A company must have an auditor, and accounts must be filed each year with the Companies Registration Office. Small companies can prepare abbreviated accounts which do not have to include the level of turnover.

 
Swiss Holding Company

The 'Holding Company' is a Stock Corporation with a particular tax status. Holding companies benefit from reductions in corporate income tax and capital gains at federal and cantonal levels, and from a reduction in net worth tax at cantonal level.

The Swiss holding company was a particular target of the OECD's 'unfair tax competition' initiative, and in 2004 an agreement was reached between Switzerland and the OECD whereby information about holding companies would be shared by Switzerland in circumstances where there was prima facie evidence of fraud.

For federal tax purposes a company is defined as a holding company if it holds either a minimum of 20% of the share capital of another corporate entity or if the value of its shareholding in the other corporate entity has a market value of at least 2 million Swiss Francs (known as a "participating shareholding").

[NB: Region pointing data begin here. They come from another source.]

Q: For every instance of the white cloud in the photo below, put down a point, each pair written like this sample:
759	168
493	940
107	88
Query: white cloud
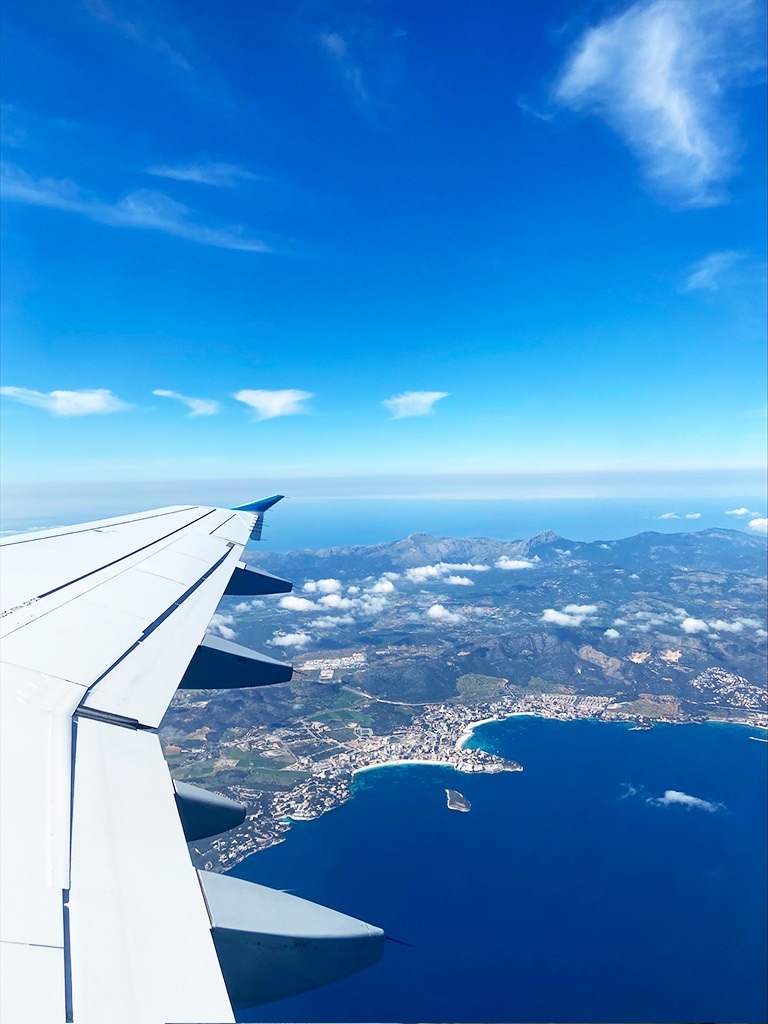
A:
424	573
674	797
581	609
505	562
204	173
337	601
382	587
293	603
706	274
268	404
291	640
143	33
657	75
197	407
141	209
694	626
329	586
440	613
338	50
221	625
566	617
413	403
332	622
722	627
85	402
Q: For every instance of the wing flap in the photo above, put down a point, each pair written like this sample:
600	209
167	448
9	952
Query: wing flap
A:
139	933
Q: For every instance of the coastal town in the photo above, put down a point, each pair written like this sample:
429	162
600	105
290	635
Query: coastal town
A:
439	735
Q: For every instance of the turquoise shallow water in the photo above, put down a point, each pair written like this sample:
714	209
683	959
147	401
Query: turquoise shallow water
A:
568	893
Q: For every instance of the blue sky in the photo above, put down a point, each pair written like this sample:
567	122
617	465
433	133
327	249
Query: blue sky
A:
382	241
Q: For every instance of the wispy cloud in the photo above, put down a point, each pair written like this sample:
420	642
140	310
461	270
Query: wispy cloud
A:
197	407
290	640
513	564
268	404
85	402
707	273
691	625
658	75
148	36
673	798
337	48
427	573
572	614
141	209
204	173
413	403
439	613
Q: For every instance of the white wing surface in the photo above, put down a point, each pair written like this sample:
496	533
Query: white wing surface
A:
103	918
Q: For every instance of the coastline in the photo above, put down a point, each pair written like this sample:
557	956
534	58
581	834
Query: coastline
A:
468	732
402	761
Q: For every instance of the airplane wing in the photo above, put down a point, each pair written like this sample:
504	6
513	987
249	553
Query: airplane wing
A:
103	918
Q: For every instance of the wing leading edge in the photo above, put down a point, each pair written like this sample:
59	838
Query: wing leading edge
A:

The reduction in the level of corporate income payable tax depends on the ratio of earnings from "participating shareholding" to total profit generated.

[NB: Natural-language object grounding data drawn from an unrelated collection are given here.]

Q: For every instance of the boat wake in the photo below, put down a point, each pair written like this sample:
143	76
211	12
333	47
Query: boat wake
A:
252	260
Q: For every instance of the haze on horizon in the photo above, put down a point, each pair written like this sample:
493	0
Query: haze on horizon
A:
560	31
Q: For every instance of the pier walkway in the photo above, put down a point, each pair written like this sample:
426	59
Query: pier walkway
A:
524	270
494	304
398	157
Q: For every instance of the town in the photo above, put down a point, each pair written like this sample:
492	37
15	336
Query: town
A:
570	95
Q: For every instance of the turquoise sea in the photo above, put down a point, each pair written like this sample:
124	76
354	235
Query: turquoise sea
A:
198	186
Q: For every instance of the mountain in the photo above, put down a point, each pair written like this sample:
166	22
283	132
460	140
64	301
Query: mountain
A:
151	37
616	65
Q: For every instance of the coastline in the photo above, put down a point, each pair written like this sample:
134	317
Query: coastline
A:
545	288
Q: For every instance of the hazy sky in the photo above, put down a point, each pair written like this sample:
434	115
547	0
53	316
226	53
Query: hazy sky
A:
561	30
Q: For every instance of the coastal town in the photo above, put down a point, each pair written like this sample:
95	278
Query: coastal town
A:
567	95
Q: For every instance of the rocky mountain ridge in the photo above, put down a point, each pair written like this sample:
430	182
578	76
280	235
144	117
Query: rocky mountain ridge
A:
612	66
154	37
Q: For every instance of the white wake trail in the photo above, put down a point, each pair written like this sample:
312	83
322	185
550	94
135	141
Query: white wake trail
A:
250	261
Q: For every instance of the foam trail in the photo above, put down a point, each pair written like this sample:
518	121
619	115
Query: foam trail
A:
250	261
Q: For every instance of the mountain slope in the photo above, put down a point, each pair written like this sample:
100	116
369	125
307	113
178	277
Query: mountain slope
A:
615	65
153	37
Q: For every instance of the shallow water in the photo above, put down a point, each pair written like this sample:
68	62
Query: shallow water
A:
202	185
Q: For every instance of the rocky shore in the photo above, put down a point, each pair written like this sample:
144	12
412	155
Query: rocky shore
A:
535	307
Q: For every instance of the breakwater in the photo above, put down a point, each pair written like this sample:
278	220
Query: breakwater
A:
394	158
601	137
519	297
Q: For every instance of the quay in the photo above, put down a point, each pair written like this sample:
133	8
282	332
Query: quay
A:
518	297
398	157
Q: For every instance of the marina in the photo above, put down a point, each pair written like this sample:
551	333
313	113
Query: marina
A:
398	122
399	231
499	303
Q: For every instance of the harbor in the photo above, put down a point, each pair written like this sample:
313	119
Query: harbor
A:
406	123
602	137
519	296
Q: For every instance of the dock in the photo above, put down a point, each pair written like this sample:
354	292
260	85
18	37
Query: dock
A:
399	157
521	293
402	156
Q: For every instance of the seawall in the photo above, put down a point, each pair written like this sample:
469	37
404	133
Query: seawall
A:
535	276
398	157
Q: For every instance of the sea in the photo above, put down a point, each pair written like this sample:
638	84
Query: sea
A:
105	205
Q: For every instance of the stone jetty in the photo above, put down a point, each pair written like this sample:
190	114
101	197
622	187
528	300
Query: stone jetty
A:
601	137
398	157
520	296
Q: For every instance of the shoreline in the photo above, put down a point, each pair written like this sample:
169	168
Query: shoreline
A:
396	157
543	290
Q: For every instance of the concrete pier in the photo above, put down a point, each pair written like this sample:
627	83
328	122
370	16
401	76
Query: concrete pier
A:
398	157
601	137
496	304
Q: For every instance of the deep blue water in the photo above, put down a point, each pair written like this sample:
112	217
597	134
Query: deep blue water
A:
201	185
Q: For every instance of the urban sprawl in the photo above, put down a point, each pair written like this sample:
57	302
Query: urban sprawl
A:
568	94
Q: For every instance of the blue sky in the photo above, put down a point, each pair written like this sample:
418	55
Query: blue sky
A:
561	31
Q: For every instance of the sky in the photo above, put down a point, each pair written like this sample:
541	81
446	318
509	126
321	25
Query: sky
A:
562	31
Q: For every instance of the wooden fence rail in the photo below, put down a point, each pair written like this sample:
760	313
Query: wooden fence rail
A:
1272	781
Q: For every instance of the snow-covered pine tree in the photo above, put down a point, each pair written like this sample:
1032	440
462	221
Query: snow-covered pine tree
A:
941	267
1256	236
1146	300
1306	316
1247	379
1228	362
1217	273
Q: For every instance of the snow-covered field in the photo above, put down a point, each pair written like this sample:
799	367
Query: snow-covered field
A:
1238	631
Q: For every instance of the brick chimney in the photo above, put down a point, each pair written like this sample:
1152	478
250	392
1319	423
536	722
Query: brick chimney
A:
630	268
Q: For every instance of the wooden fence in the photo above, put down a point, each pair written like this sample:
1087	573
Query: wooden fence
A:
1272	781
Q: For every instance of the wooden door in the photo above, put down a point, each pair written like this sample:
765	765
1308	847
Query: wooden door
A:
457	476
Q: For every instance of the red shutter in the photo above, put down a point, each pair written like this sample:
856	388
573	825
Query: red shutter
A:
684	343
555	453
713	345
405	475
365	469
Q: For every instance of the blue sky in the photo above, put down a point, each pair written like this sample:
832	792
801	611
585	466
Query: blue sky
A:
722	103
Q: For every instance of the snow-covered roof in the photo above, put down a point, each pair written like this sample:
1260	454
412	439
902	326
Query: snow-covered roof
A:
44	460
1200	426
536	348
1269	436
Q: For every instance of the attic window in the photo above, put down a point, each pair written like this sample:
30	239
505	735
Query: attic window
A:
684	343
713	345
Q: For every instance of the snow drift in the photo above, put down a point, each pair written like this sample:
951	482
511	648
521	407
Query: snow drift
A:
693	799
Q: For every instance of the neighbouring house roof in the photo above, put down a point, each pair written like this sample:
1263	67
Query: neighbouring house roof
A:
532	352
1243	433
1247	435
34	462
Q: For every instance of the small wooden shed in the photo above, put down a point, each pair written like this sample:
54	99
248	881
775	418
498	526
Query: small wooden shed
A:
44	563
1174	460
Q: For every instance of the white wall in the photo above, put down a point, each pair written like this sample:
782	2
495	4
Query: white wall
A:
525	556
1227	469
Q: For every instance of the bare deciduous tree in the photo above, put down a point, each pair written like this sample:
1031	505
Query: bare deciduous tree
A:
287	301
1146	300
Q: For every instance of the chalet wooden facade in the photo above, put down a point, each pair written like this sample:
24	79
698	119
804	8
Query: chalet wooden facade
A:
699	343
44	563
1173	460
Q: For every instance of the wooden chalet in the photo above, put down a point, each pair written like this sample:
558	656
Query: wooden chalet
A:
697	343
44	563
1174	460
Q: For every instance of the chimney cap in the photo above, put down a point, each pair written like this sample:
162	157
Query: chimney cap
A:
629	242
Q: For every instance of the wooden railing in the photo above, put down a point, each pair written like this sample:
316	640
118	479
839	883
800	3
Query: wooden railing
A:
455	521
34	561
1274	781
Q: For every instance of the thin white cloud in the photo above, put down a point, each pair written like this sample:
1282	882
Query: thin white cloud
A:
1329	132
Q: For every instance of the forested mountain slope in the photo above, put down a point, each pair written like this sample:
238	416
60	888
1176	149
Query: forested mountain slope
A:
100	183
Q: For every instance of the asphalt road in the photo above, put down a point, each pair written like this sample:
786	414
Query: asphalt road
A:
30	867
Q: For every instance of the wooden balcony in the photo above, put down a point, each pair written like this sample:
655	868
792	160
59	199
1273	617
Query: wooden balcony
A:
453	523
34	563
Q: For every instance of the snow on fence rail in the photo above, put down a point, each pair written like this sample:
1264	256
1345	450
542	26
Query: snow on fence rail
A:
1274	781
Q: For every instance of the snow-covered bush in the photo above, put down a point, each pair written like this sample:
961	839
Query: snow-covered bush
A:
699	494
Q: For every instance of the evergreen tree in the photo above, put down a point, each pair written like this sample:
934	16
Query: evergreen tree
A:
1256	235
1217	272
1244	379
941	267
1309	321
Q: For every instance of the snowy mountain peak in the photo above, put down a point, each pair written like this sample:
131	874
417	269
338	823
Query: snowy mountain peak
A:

Although the definition of a holding company varies among cantons, broadly speaking a corporate entity is a holding company for cantonal corporate income tax purposes so long as it either:

§        derives 51%-66% of its income from dividends remitted by the subsidiary; or

§         holds 51%-66% of the subsidiary's shares.


Swiss Domiciliary Company

Domiciliary Companies are Stock Corporations that are both foreign-controlled and managed from abroad, have a registered office in Switzerland (i.e. at a lawyer's premises) but have neither a physical presence nor staff in Switzerland. They must carry out most if not all of their business abroad and receive only foreign source income. The use of domiciliary companies can result in savings in corporate income tax levied on income and capital gains and net worth tax.


Swiss Auxiliary Company

An Auxiliary Company is essentially a Domiciliary Company which in addition may carry out a certain proportion of its business in Switzerland. Auxiliary Companies are possible in only seven cantons, and do not benefit at federal level. Treatment varies according to canton, but in most cases an auxiliary company may have Swiss offices and staff and be in receipt of Swiss income (which is taxed at normal rates). Most income though must be from a foreign source.


Swiss Service Company

Service Companies are Stock Corporations whose sole activity is the provision of technical, management, marketing, publicity, financial and administrative assistance to foreign companies which are part of a group of which the service company is a member. Service companies may not in general derive income from third parties (i.e. companies outside their corporate group). Service company status is obtained by way of an advance cantonal tax ruling (there is no benefit at federal level).


Swiss Mixed Company

Mixed Companies are Stock Corporations which have the characteristics of both domiciliary companies and holding companies but which do not qualify as either. There is no benefit at federal level, but at cantonal and municipal level there are corporate income tax benefits if the mixed company meets the following conditions:

§         the company is foreign controlled;

§        a minimum of 80% of its total income comes from foreign sources;

§        the company has close relationships to foreign entities.


Swiss Branch

Branch offices, whether of foreign companies, or of Swiss companies in other cantons, must be registered in the Commercial Registry of the canton in which they are located. The branch must have a nominated, Swiss-resident representative.

Branches need not publish their annual financial statements, but branches of foreign corporations constitute 'permanent establishments' from a tax point of view, and will therefore be taxed on local source income both at federal and at cantonal level as if they were resident corporations.

There is no withholding tax on transfers of branch profits to its foreign parent.